I looked up from the manuscript I'd been reading, trying to find a way to help Tristan Janick. I had searched the archives and the journals my predecessor handed down to me. So far, I had discovered nothing that would help the boy.
"You have ten minutes before you meet with the elders for the Janick inquisition."
I had always thought that being the guardian of the King's Library would enable me to find the solution to almost anything but for the last two days, all I had found were more questions.
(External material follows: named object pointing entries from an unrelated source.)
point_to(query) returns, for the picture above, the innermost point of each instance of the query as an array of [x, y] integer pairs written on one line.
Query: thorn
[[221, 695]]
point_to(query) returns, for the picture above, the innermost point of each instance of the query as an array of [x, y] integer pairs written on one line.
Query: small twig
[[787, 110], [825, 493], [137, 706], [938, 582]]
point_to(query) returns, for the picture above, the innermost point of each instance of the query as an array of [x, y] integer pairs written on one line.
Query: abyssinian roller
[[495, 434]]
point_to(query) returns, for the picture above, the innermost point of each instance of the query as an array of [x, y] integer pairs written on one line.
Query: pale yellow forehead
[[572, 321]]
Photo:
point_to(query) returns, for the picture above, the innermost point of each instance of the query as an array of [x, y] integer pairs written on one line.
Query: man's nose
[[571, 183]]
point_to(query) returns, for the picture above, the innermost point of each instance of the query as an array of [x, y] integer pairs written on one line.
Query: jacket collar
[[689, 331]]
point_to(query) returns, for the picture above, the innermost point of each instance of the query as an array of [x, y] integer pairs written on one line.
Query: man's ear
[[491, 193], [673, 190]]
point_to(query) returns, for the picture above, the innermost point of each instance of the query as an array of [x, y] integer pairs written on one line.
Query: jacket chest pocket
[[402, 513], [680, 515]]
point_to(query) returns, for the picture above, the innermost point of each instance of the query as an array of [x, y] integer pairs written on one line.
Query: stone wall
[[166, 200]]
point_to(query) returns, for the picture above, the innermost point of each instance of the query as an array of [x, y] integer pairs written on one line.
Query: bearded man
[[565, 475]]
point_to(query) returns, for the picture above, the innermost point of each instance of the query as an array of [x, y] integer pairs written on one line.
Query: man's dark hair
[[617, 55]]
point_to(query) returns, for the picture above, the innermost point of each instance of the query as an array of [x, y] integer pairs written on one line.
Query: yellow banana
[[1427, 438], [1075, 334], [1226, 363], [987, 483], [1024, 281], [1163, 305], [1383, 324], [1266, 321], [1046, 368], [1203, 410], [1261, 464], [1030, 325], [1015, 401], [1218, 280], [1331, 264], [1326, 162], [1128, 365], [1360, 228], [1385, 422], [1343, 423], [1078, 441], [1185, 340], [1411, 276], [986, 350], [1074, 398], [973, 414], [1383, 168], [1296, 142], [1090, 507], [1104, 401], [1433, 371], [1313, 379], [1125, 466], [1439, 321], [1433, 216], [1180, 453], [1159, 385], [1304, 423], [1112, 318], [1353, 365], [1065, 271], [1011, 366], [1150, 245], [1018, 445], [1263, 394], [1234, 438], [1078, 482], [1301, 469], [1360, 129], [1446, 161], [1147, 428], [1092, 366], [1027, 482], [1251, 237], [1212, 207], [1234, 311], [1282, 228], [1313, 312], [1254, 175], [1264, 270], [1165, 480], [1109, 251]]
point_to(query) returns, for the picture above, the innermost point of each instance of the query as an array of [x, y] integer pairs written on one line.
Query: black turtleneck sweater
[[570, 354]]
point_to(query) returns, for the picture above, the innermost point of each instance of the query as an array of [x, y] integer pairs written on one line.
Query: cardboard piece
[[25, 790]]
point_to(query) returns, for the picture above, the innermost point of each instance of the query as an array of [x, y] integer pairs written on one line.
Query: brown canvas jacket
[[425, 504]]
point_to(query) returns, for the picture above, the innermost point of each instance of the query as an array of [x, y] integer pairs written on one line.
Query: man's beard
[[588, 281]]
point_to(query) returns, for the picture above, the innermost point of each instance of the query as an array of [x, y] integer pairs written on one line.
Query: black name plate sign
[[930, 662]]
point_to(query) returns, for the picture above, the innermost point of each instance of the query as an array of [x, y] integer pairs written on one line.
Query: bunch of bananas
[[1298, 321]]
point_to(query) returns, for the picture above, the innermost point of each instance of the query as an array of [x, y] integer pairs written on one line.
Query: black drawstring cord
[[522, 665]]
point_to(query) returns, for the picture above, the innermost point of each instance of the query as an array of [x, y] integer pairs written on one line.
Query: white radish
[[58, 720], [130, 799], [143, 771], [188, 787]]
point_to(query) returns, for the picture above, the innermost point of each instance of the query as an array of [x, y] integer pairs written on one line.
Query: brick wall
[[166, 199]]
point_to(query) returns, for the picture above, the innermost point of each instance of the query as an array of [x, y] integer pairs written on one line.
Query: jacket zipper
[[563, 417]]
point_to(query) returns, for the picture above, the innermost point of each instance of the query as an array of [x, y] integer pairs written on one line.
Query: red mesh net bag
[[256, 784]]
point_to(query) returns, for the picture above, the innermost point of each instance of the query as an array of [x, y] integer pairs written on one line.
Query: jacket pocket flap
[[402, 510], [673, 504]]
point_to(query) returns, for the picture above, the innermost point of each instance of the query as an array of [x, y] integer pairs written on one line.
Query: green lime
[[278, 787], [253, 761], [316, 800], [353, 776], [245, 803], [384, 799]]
I read the forty-eight hundred year old document again. It was the oldest translation of the diary of Shamhat, the priestess who'd brought our ancestor Enkidu out of the wilderness and civilized him. It recorded the start of our people and culture. Within the pages, she detailed the illness that had befallen our ancestor and the blessings that were handed down to Enkidu's children.
When I took over the guardianship, my predecessor had impressed upon me that this was where the king's trouble began but as many times as I had read it, I couldn't see the correlation, and because of my inability to discern the danger, I was afraid I would fail my Xenres.
I looked at my watch. Five minutes to go. It was enough time to read it once more. I could not fail him.
As recorded by Shamhat, high priestess of Inanna, consort to Enkidu, in the book of The Origins of the Tribe of Enkidu and translated for the book of Remembrance of the Origin of the Twin Flames of Bashert. Circa 2500 B.C.E.
Enkidu had been ill for many days. It was difficult watching him waste away from the vibrant man that he once was. A warrior he may have been in the defense of his consort, King Gilgamesh, but his soul would ever be as gentle as the animals he'd once grazed with. All of their sons, now grown, had gathered at his side, vigilant in their attendance to him. It was heartbreaking to watch Enkidu soothe his beloved children, to wipe away their tears as they gathered in his bed like they once had as children.
Gilgamesh, Enkidu's love, had not given up hope that one of the Gods would intervene and save his beloved. He prayed nonstop. He had gone to the temples and made extravagant offerings to all but hers. Hers, Gilgamesh ordered dismantled and destroyed. King Gilgamesh, once high priest to the Goddess Inanna, had disallowed worship of her and none could speak her name.
As a former priestess of hers, the one who had tamed Enkidu and taught him of bodily pleasure, I should have been able to avoid this disaster. Given her fickle lust and Gilgamesh's pride, all that had happened may have been preordained. Inanna had had other consorts and it never ended well once her attention waned. Gilgamesh denied her. He told her he would not be consort to a Goddess as fickle as she, and then he chose Enkidu as his lover and consort.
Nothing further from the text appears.